The pictures are taken from the book “Guida alla Natura di Capo Milazzo” by Carmelo Isgrò. The book is available in bookstores and on the website
It is possible to make excursions to Capo Milazzo with the biologist Carmelo Isgrò (author of the book) by sending an email to or calling +393492637838

“St. Anthony’s Bay” Trail

This trail is located in the end of Milazzo Cape. It begins near the Torre Longa and leads to the beach where the ruined buildings of the ancient “Tonnarella of Sant’Antonio“, one of the seven tuna factories of Milazzo.

Continuing the path we see the remains of “Palombaro Tower” where the low mediterranean scrub characterizes the landscape. Walking along a staircase, you will come to an amazing panoramic view from where you can admire breathtaking views and the characteristic Mediterranean flora and fauna.

From here starts a long staircase that descends to the beautiful “Lake of Venus“, located at the extreme tip of the peninsula, where you can admire the Rock of the Portella (or “Artichoke“), which shows the signs of the erosions caused by the continuous banging of the waves.

To its right is the charming “stone face“, a natural sculpture made in the white rock.

After the “Punta messinese” there is the cave “Woman Leg”, which draws its name from the shape of a rock that, from the vault of the cave, plunges into the sea.

Along the way there will be a chance to photograph the elegant white flowers of the caper plant, which also lives in the ancient walls of the fortified citadel, with which the Baron also shares the dunes and the tunnels of wild rabbits.

“Baronia” Trail

Here is a trail that follows the coastline eastwards to “Punta Mazza“, a must-see for the naturalist’s excursion. The geological origin of Capo Milazzo is particularly clear in this place. In fact, it is possible to observe the rocks and stratification of marine sediments dating back many millions of years ago: the fossils of shells and corals are proof of it.

In “Punta Mazza” and especially along the rocky cliff, which on one side steeply falls on Rinella‘s shore, vegetation has suffered, less than in the other places, the effects of human activity.

So you can admire a lush Mediterranean scrub characterized by lentis, euphorbia and broom. Noteworthy is the presence of some species of wild orchid, including Ophrys apifera and Ophrys sphegodes subsp. Panormitana, endemic of northern Sicily.
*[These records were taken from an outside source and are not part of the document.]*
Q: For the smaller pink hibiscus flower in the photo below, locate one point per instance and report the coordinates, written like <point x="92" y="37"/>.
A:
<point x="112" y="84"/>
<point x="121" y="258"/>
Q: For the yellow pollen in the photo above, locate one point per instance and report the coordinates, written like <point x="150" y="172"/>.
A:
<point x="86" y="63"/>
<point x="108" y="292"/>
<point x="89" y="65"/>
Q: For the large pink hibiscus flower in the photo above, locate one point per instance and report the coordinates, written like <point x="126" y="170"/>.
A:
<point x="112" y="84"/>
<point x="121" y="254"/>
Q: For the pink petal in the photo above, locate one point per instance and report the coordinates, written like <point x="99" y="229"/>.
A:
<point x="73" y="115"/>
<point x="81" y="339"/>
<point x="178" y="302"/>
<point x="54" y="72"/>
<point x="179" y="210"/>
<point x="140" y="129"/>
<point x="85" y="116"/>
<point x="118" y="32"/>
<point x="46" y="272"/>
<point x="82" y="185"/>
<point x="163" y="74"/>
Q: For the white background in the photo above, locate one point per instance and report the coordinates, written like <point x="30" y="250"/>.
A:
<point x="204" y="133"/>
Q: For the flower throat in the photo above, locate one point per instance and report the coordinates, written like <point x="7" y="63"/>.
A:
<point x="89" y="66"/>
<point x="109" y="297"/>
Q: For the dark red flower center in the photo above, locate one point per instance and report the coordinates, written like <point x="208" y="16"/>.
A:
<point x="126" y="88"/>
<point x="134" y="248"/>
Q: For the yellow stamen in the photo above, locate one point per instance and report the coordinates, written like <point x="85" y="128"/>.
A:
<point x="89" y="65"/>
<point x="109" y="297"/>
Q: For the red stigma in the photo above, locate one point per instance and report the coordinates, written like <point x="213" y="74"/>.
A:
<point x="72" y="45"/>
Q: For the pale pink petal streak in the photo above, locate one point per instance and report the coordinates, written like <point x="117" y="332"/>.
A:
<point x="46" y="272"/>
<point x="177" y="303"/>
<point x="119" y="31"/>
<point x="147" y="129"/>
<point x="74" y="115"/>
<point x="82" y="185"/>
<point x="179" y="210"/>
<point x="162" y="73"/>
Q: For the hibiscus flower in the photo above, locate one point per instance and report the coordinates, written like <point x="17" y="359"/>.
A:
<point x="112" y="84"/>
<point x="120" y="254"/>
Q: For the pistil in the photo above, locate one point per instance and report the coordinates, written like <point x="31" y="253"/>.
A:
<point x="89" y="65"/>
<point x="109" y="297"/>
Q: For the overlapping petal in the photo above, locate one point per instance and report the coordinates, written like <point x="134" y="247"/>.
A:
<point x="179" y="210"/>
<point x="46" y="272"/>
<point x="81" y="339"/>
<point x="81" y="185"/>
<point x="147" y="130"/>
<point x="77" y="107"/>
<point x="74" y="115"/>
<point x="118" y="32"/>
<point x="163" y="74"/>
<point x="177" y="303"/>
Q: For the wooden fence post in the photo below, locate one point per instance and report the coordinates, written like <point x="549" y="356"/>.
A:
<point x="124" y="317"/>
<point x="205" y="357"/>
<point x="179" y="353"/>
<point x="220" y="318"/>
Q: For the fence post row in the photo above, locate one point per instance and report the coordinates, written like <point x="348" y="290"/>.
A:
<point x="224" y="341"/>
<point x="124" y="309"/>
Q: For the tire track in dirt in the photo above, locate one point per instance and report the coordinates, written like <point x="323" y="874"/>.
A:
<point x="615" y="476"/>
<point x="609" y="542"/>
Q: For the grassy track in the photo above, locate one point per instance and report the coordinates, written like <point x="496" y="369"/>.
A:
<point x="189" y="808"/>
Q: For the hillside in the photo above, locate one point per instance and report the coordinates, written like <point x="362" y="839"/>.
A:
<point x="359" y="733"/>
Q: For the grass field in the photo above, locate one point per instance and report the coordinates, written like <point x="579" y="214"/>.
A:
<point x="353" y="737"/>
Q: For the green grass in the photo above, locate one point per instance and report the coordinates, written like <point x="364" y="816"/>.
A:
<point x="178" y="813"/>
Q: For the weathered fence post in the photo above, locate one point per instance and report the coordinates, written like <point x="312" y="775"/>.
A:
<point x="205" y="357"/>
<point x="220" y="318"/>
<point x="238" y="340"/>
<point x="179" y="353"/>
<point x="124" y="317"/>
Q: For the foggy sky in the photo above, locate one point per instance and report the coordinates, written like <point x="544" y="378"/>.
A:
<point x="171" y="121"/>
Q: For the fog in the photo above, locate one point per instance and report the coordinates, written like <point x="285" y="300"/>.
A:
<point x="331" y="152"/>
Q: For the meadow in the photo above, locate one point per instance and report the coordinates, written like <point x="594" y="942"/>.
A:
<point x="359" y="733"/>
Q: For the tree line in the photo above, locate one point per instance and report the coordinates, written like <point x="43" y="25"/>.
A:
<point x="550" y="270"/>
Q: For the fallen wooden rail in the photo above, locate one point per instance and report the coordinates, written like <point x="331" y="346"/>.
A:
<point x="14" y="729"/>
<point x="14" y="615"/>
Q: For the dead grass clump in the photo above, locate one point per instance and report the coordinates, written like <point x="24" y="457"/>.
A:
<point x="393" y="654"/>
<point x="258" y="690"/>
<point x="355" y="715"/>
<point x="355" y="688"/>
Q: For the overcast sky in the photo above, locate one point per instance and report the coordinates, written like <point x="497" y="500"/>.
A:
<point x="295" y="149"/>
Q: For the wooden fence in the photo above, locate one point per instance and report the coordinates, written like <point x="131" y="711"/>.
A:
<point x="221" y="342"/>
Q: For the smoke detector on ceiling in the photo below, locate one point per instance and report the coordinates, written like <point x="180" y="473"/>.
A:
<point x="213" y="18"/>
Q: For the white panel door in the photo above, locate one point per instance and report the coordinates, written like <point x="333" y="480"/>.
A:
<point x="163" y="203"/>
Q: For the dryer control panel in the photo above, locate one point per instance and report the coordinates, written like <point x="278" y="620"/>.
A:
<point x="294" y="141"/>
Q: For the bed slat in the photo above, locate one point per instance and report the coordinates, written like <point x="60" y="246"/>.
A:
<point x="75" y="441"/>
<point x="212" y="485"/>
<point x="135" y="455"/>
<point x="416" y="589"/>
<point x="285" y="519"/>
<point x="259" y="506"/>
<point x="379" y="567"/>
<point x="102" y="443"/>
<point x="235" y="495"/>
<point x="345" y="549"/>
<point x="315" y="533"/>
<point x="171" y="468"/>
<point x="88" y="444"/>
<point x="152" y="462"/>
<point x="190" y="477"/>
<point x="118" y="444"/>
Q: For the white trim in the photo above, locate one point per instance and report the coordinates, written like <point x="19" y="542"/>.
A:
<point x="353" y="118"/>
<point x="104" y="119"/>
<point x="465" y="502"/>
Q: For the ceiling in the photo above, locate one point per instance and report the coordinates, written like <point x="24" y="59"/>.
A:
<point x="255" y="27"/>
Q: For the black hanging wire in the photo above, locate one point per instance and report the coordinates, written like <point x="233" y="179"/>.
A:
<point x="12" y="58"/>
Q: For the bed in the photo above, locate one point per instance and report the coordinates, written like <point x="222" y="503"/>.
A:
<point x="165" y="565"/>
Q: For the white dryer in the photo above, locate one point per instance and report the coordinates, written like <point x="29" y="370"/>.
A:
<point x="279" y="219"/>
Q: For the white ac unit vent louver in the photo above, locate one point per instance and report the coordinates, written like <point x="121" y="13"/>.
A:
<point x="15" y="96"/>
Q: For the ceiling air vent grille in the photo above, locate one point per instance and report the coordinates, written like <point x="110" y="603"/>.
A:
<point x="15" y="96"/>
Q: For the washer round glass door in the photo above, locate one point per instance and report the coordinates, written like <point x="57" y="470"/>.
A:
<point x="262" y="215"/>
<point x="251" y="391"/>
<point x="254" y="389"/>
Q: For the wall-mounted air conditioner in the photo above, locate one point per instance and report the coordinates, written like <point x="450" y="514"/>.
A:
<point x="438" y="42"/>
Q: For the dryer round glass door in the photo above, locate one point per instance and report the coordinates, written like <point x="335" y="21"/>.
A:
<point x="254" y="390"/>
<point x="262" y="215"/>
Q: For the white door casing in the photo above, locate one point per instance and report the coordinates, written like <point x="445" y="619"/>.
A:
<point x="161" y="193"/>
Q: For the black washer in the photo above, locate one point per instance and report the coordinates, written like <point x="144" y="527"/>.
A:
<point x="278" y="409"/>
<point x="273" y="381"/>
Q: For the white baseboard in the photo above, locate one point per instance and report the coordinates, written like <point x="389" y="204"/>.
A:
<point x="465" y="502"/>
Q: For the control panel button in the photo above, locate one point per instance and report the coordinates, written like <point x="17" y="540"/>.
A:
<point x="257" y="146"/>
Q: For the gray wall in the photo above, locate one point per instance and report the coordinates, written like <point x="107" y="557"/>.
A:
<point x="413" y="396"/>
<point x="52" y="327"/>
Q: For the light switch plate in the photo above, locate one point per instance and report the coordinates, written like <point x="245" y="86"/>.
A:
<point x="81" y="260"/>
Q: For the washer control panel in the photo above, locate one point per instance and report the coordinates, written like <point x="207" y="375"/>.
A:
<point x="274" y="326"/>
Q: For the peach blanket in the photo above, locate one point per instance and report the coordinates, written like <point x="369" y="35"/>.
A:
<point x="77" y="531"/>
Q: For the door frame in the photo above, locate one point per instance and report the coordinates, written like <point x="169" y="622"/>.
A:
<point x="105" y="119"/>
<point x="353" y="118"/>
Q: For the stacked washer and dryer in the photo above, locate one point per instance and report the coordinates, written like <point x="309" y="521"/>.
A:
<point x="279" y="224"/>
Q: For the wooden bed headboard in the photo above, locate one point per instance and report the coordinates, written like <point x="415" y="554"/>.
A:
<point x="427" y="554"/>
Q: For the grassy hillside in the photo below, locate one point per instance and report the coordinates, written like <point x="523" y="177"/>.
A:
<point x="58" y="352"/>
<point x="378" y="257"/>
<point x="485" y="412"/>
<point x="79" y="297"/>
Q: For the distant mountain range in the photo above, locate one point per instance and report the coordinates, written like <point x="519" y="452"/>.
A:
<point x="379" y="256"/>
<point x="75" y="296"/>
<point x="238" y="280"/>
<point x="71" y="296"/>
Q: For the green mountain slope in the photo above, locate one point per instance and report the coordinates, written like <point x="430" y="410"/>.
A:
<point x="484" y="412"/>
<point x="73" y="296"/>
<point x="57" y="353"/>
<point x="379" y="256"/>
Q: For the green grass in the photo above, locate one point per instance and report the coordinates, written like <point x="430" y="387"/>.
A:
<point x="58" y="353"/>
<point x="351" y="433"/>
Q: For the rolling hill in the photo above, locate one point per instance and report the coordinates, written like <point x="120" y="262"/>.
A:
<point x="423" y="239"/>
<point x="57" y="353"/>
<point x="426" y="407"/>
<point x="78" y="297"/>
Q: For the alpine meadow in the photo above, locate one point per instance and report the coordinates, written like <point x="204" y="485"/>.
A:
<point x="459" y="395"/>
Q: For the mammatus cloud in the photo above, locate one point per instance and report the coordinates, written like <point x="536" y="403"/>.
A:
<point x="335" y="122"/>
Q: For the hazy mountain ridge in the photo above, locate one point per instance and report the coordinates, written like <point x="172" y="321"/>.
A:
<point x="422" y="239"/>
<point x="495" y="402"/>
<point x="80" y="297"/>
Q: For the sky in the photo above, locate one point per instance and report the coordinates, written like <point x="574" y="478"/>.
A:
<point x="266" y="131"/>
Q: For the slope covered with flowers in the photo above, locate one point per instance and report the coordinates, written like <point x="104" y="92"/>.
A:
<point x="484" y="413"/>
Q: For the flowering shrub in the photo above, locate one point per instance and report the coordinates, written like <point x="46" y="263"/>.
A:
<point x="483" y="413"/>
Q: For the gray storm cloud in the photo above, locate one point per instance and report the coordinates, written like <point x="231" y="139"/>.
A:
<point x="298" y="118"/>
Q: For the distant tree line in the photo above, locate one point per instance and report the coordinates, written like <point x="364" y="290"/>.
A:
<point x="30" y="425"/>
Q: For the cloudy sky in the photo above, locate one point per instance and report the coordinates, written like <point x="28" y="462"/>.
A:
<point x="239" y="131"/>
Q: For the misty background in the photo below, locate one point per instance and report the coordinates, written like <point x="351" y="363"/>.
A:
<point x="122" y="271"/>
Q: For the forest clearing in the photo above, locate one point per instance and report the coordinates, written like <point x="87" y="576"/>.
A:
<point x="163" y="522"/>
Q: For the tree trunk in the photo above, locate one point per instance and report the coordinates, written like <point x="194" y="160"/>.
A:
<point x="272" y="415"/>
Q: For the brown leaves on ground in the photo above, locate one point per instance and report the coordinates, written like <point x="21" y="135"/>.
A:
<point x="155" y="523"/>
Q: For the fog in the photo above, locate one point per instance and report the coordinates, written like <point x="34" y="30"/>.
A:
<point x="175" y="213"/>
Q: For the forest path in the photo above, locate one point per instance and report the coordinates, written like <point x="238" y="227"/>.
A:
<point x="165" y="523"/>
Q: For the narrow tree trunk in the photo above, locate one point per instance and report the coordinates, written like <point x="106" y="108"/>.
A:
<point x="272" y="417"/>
Taking the path again and continuing in the opposite direction, at the end of the olive grove you can see a rocky hill on which you can see the ancient lighthouse, still important for navigation.

Here you can see many species of birds during the migration period, including the grey heron (Ardea cinerea), which sometimes stops at Milazzo for a few days.

Nesting on the underlying rocks, is the kestrel (falco tinnuculus); It is easy to spot it for its tails and its sudden hits on the prey.

“Belvedere” Trail

The path runs along the dry walls that follow the track throughout its length. Continuing along the path we find a detour leading to the “funtanedda” where you can see the water flowing from the wall.

Going forward, you get to the “Manica”. From this point begins the path leading to “Monte Trino” and with trekking shoes you can walk it completely without great difficulty. In this part of the Promontory landscape, vegetation, soil conformation, assume very strong character.

Panoramic View “Monte Trino”

At this point you can arrive either from the path just described and directly from the paved road and allows you to admire one of the most beautiful views of Sicily: to the north the tip of Capo Milazzo framed by the seven Aeolian Islands; To the south the Sicilian coast with the mountain ranges of Peloritani and Nebrodi, from Capo Rasocolmo to Capo Calavà and Capo d’Orlando, with the imposing Vulcano Etna; To the east the Gulf of Milazzo and west to the Gulf of Patti.

The slopes of Monte Trino, like most of the Capo, have been terraced and used as olive trees. It is possible to observe very ancient olive trees, with their canopy low due to exposure to winds and with rough and twisted trunks covered at the base by dense wild bushes. Another centuries-old plant is the Carrubo (Ceratonia siliqua) cultivated among olive trees and spontaneous, along with the “olivastro“, on the near rocky slope.